Artık odalara girmenin vaktidir. Otelde 363 standart oda ve 72 siut bulunuyor. Oda fiyatları 600 TL ile 3.250 TL arasında değişiyor. Görevli, 72 suitin her birinin farklı dekore edildiğini söylüyor. Bu arada hanım Rusça konuşuyor ve liderimiz bize tercüme ediyor. Anlamadığım şey liderimiz çevirdikçe o da başı ile onaylıyor, liderimiz bazı kelimelerin karşılığını bulmakta zorlanınca da ona yardım edip açıklıyor. Bu biraz enterasan. İngilizce bilmese bunları yapamaz. Zaten uluslararası bir otelin sorumlu seviyede bir çalışanının İngilizce bilmemesi de hayli ilginç olurdu. Bunu liderimize soruyorum ve görevlinin kendini İngilizce ifade etmekte zorlandığı için Rusça konuştuğunu söylüyor. Aslında buna pek ikna olduğumu söyleyemeyeceğim. Bunun sebebinin tarihi, turistik yerlerde çoğunlukla İngilizce açıklama konulmaması ile paralellik gösterebileceğini düşünüyorum.

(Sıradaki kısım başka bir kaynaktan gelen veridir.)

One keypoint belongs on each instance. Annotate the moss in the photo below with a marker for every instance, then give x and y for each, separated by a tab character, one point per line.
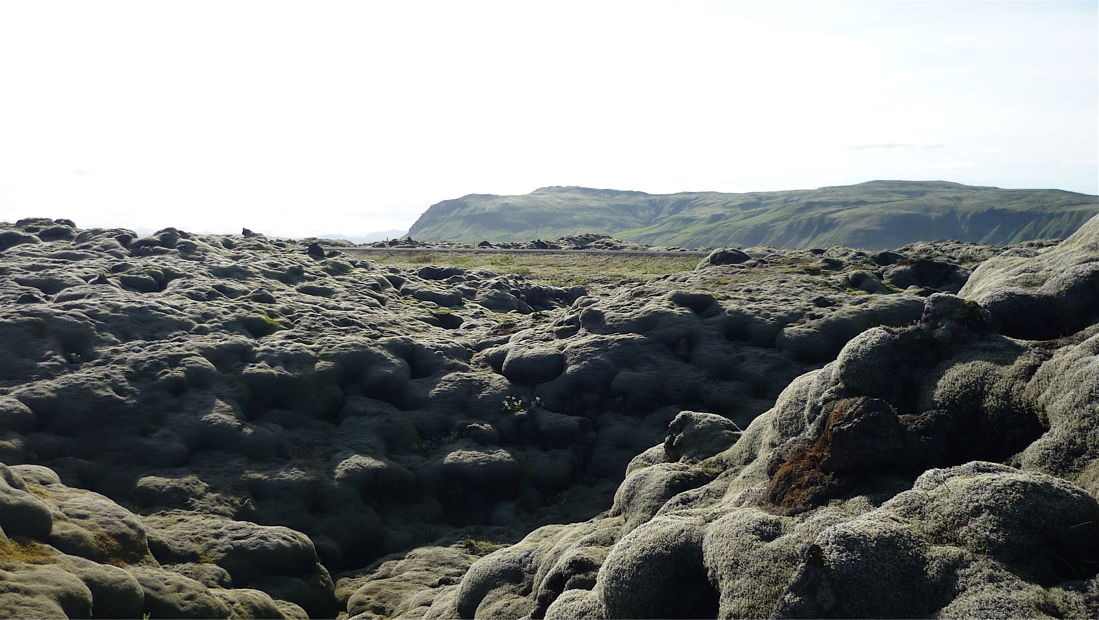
26	553
478	546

Odalara dönecek olursak suitlerin bir kısmını geziyoruz. Gerçekten de hepsi birbirinden farklı dekore edilmiş. Görevli bu odalarda bulunan mobilyaların, küplerin, aydınlatmaların, mobilyaların antika olduğunu söylüyor. Örneğin, masaların üzerindeki camın antikaları korumak amacıyla konulduğunu söylüyor. Sonuçta burası müze değil insanlar burada yaşıyor, sıcak fincanını koyuyor masaya. Antikadan anlamadığımdan odaların değerini çok anlayamıyorum. Örneğin Michael Jackson'ın kaldığı odada bana sıradan gelen ayı figürlü bir abajür, Michael'ın çok ilgisini çekmiş ve satın almak istemiş. Ama yurtdışına çıkış izni verilmediğinden alamamış. Ben pek bir şey anlamadım o abajurdan. Duvarlara kaplanan kumaşlar çok güzel bir de tavan oymaları. Yatağın perdelerle ayrılmış olası da tam bana göre olmasının yanında canım önündeki yükselti de çok hoşuma gidiyor. Bu arada camlar çok pis. Sebebini anlayamadım. Havanın -10'larda olduğu dönemde silmek için ıslak bezi  cama sürdüğümde cam bir anda buz tutmuştu. Tam buzlu cam olmuştu yani. Eritene kadar epey uğraşmıştım. Sebebi belki  bunun gibi zor kış şartlarıdır.








Bu arada banyolar son derece vasat. Orada antika değerinde bir şey olduğunu hiç sanmıyorum.




Mimari yürüyüş grubuyla yaptığım ilk gezimizi Metropol Restoranda verdiğimiz bir kahve molasıyla tamamlıyoruz. Önünden defalarca geçtiğim bu tarihi oteli, özel kısımlarını dahi, gezme şansı bulabildiğim ve merakımı yendiğim için kendimi çok sanslı hissediyor, grubun bir sonraki gezisini heyecanla bekliyorum.